Hal ini memungkinkan adanya biaya yang ditangguhkan dan diperlakukan sebagai aset pada posisi keuangan atau neraca. Meskipun dalam kenyataannya biaya ditangguhkan tersebut tidak memberikan manfaat ekonomi di masa depan.
Bahwa beban ditentukan sebagai upaya untuk memperoleh penghasilan atau pendapatan. Proses pengakuan beban untuk kategori seperti depresiasi, harga pokok produk atau penjualan, bunga dan biaya ditangguhkan disebut dengan konsep penandingan ini (matching concept). Konsep matching berimplikasi pada biaya diakui secara adil dan secara wajar untuk mengakui pendapatan.
Suwardjono (2003) mengatakan bahwa konsep penandingan merupakan implikasi dari adanya konsep periode akuntansi. Penandingan (matching) dilakukan untuk menentukan laba periode tersebut, sehingga pendapatan periode tersebut ditandingkan dengan biaya-biaya yang dianggap menciptakan pendapatan tersebut. Maka, biaya dengan demikian merupakan upaya untuk menghasilkan pendapatan dengan waktu sebagai takaran penandingannya. 

8. Konsep Upaya dan Hasil (Effort and Accomplishment)
Lebih lanjut dalam konsep penandingan (matching concept) yang berimplikasi pula pada konsep upaya dan hasil dalam akuntansi, memberikan implikasi bahwa biaya adalah upaya dalam rangka memperoleh hasil yang dalam hal ini disebut pendapatan. “Secara konseptual, pendapatan timbul karena biaya bukan sebaliknya pendapatan menanggung biaya,” (Suwardjono, 2005, hlm. 234). Artinya pendapatan sudah dapat diakui meskipun belum terealisasi karena adanya pengeluaran atau upaya entitas dalam melakukan kegiatan produktifnya.
Dalam pokok pikiran Paton & Littleton, Suwardjono (1986) juga menyatakan bahwa jikalau jumlah rupiah yang diperhitungkan dalam pembelian barang dan jasa digunakan untuk mengukur upaya untuk memperoleh hasil.

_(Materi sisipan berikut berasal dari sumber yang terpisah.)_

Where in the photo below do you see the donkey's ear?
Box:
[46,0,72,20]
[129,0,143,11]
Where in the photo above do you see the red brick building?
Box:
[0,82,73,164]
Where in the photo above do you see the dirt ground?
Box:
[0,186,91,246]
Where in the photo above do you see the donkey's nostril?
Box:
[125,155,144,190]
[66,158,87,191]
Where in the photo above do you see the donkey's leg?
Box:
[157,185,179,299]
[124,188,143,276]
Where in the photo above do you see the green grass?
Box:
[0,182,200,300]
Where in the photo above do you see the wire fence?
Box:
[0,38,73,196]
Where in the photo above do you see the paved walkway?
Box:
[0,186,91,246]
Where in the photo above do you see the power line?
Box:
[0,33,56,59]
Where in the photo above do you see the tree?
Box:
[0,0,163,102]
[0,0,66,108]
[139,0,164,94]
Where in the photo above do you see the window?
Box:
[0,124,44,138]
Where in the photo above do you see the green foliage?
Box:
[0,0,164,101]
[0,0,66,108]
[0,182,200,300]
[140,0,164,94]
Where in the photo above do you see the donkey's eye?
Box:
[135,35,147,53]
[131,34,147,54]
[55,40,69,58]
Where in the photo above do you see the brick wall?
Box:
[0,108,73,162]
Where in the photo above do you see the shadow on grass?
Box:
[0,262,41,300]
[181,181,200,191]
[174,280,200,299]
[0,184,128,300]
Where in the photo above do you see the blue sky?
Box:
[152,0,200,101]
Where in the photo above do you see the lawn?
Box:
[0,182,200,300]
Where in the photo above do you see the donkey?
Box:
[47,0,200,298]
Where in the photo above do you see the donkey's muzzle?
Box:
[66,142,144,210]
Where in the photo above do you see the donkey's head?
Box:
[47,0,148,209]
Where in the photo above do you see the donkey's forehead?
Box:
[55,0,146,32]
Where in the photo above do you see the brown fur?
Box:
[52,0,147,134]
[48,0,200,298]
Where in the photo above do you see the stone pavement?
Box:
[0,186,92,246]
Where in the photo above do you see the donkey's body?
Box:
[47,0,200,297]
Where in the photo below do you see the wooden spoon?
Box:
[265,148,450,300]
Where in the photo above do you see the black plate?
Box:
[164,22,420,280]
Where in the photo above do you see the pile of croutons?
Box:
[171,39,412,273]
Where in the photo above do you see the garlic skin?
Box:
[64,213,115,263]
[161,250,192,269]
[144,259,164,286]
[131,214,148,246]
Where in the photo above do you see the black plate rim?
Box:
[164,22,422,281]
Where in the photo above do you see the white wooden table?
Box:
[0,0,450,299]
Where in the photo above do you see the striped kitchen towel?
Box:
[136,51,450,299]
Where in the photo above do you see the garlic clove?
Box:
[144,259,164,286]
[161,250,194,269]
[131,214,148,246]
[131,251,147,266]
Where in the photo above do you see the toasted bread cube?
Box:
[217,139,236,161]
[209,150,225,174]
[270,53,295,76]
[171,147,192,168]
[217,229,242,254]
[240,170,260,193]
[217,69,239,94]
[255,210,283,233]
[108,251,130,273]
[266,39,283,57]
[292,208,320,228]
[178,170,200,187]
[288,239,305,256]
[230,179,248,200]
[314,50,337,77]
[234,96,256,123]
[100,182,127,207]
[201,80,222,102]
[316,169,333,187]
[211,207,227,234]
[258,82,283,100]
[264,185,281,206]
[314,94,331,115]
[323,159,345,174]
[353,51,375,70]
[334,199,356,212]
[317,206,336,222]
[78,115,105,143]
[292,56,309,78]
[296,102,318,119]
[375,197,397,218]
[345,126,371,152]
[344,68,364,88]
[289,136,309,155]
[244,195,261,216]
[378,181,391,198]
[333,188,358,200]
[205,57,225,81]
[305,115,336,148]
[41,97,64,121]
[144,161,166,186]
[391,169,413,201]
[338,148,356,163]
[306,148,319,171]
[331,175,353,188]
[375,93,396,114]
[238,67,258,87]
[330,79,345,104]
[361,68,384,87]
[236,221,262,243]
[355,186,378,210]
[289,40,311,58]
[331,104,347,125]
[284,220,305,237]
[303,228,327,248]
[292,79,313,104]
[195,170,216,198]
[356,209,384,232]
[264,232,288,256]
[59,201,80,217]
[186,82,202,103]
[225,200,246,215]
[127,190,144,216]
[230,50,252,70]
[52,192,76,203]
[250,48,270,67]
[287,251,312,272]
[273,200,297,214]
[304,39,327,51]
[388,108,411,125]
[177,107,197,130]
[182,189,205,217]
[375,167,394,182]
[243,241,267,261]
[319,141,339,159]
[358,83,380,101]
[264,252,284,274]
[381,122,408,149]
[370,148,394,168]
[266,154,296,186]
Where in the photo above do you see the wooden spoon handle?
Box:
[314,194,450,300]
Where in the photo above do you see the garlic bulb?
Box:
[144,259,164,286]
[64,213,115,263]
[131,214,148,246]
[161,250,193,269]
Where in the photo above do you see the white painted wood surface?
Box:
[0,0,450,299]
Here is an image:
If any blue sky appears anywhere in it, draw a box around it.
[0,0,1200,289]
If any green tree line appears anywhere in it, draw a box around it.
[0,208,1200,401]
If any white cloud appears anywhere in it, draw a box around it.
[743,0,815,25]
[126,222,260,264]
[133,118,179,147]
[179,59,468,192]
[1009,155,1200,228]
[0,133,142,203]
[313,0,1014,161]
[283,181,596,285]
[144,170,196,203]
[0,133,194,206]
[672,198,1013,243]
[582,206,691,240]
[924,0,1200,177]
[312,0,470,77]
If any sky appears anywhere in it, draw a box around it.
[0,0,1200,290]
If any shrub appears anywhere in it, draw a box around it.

Dan jumlah rupiah tersebut yang diperhitungkan dalam penjualan barang dan jasa digunakan untuk mengukur hasil yang diperoleh, maka persoalan utama akuntansi adalah menandingkan biaya (sebagai representasi upaya) dan pendapatan (sebagai representasi hasil) periodik sebagai pembacaan alat duga untuk mengetahui pengaruh upaya yang dikorbankan terhadap hasil.